No es tampoco ajena al tono de este libro una nostalgia por lo ido que delata cierto peculiar anhelo por el arraigo, por el origen que, aun estando presente en estas páginas, opera más bien como una especie de anclaje provisorio, como identidad en permanente movimiento. En “Cauquenes 81” es la figura materna y una anécdota familiar las que pasan de ser un lugar seguro a un espacio donde la violencia no sólo tiene cabida, sino que además es precisamente a través de esa violencia con la que se logra el aprendizaje. Cuando el hablante “le entrega” el poema a la voz maternal es el momento en que el poema supera el mero episodio recordado para convertirse en una pequeña fábula sobre hablar y callar, sobre la palabra y el silencio.
Por último, una nota sobre el lenguaje utilizado. Pese a la coloquialidad que a veces nos ubica en un contexto reconocible, ofreciéndonos una cercanía para solo quitárnosla en la siguiente línea o en el siguiente poema, hay variadas instancias en que el vocabulario subraya la desfamiliarización del mundo representado. Más allá de la barrera que representa la amplia gama de vocablos extraídos del universo cultural japonés, ante lo cual el lector debe sumergirse en ese dominio para ir desbrozando parte de lo que habla este libro, hay también un uso (“loxosceles”, “criptobiosis”, “fuerza aucana”, “primordios”, “telergia”, entre muchos otros) de un vocabulario que llama la atención sobre sí mismo, como si el contrapeso a todo uso de un lenguaje cotidiano pase por esta otra cara, esta opacidad de un lenguaje que, o no comunica, o por lo menos complica los canales de comunicación.
Tal vez sea esta dialéctica, este ir y venir entre pasajes más o menos asequibles, entre pasajes más abstrusos y otros más al alcance de la mano, lo que visualmente describan los versos entrecortados y con diferentes márgenes que ocupa Viscarra. Las imaginarias cartas de amor intercambiadas entre dos miembros del movimiento JRA (Japanese Red Army, Ejército Rojo Japonés, involucrados en una serie de atentados terroristas), Tsuyoshi Okudaira y Fusako Shigenobu (militantes reales del señalado grupo) devienen una serie de poemas que hilan el conjunto. Ergo lo que podría haber sido una trasnochada declaración política se convierte en parte del universo de Viscarra.

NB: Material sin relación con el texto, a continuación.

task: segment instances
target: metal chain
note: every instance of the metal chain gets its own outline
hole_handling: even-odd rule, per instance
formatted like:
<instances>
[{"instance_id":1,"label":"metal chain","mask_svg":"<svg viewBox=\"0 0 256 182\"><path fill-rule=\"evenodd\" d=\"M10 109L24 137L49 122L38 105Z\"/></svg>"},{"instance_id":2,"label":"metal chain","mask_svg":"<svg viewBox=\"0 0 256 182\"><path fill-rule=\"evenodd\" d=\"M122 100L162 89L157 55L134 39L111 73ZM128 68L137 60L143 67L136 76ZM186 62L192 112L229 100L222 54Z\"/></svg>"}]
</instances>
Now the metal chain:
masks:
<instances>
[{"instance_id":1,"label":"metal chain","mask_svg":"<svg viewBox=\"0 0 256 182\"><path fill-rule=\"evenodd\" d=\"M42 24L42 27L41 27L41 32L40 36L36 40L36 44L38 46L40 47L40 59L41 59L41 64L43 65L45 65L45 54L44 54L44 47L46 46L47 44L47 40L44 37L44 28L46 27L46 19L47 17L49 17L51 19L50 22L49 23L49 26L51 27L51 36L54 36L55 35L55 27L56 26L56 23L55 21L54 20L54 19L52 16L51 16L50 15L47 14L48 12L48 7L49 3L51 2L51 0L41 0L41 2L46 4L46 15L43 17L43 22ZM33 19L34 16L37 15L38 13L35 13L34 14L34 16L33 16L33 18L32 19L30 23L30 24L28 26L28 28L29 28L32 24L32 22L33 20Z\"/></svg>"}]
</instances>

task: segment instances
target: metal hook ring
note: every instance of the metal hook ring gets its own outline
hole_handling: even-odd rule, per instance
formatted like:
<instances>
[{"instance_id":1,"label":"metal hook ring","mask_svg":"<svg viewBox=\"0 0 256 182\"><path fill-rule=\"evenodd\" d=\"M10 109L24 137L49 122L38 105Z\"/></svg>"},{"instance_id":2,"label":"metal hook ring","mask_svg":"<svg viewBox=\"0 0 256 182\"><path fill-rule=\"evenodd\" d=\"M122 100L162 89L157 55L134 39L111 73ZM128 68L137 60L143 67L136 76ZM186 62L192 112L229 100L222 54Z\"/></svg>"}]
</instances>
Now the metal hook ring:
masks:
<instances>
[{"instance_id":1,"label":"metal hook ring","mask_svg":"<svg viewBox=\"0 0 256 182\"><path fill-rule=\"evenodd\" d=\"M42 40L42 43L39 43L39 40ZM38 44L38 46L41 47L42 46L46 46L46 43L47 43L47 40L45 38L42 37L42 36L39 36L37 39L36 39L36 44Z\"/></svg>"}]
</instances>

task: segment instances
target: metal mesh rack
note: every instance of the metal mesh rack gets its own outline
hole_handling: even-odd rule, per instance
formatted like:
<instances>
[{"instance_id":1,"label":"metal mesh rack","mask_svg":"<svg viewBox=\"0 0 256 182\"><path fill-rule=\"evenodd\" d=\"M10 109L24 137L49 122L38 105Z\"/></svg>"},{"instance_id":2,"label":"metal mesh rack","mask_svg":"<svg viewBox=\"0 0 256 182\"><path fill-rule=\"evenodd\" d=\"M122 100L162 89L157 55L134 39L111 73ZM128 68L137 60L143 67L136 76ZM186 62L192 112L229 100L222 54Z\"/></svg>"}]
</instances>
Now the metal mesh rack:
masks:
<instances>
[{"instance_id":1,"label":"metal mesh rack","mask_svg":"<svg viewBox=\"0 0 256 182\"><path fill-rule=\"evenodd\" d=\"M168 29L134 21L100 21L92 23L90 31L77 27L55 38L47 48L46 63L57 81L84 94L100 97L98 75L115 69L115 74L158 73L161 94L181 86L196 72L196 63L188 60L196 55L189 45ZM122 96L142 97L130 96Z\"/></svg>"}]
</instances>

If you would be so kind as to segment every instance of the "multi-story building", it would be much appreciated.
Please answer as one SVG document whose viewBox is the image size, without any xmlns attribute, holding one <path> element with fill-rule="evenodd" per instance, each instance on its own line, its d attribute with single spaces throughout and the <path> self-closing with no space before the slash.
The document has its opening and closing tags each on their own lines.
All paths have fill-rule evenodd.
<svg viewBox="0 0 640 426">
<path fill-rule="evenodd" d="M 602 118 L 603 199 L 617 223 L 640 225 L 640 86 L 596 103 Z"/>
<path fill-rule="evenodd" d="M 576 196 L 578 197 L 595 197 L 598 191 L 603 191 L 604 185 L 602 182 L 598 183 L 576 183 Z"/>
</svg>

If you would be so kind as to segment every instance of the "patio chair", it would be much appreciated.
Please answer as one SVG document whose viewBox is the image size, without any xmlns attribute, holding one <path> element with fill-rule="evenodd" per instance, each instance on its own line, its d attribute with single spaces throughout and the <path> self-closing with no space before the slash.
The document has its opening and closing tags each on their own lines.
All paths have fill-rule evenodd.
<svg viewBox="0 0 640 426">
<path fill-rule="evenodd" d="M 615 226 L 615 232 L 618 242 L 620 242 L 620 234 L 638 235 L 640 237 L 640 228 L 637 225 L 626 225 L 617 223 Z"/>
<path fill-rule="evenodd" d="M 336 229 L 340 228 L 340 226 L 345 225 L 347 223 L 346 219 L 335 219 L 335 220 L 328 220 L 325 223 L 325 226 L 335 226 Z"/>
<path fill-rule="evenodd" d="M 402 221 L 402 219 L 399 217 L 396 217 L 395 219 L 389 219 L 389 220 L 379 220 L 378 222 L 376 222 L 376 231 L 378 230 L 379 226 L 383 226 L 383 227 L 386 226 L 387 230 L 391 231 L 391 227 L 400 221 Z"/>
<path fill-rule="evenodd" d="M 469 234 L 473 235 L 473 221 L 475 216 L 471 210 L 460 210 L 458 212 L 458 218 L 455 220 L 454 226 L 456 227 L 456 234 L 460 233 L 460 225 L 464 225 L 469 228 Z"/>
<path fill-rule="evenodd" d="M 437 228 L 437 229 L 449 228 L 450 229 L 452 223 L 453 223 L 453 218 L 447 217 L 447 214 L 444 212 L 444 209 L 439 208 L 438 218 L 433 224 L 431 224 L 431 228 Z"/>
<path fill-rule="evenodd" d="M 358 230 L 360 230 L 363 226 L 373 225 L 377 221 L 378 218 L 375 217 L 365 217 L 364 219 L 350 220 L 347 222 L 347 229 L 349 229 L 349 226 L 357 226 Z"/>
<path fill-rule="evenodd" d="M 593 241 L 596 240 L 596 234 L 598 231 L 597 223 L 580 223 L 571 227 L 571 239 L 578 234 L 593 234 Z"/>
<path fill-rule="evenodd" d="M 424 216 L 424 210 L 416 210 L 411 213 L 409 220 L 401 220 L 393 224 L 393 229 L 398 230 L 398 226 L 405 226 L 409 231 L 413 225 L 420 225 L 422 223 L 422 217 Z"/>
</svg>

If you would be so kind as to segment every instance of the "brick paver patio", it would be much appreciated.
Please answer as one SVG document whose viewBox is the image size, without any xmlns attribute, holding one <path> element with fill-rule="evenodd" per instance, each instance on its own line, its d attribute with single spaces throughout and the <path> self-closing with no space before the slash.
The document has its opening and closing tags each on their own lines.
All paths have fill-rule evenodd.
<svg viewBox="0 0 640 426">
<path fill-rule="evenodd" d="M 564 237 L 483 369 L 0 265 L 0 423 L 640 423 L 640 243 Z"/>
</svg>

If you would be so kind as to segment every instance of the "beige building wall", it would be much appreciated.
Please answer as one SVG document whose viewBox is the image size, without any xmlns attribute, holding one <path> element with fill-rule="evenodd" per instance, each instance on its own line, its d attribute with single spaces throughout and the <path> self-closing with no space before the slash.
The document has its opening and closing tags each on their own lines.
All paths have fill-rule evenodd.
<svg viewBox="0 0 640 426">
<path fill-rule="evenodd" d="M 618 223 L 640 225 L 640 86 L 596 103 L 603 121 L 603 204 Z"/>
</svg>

Tengo la plena seguridad de que no son pocas las señales y las entradas que se me escapan de este libro poliédrico. Apenas si he mencionado su relación con la iconografía japonesa. La violencia mercenaria del samurái, ¿tiene algo que ver con el servilismo patriotero del ejército de Chile? Todos estos signos, en su degradación, invitan a una lectura mucho más acabada que la que hemos podido hacer en estas breves páginas. El lugar de origen y el cosmopolitismo como fuerzas ¿opuestas? son asumidos como hechos de una causa que no resiste mayor análisis para el autor, aun cuando haya sido, antaño, tema de fervoroso debate en las letras chilenas.
La muerte del shōgun es la superación definitiva, y a la vez la continuación, de aquellas preguntas que encuentran de manera contundente solución entre estas páginas.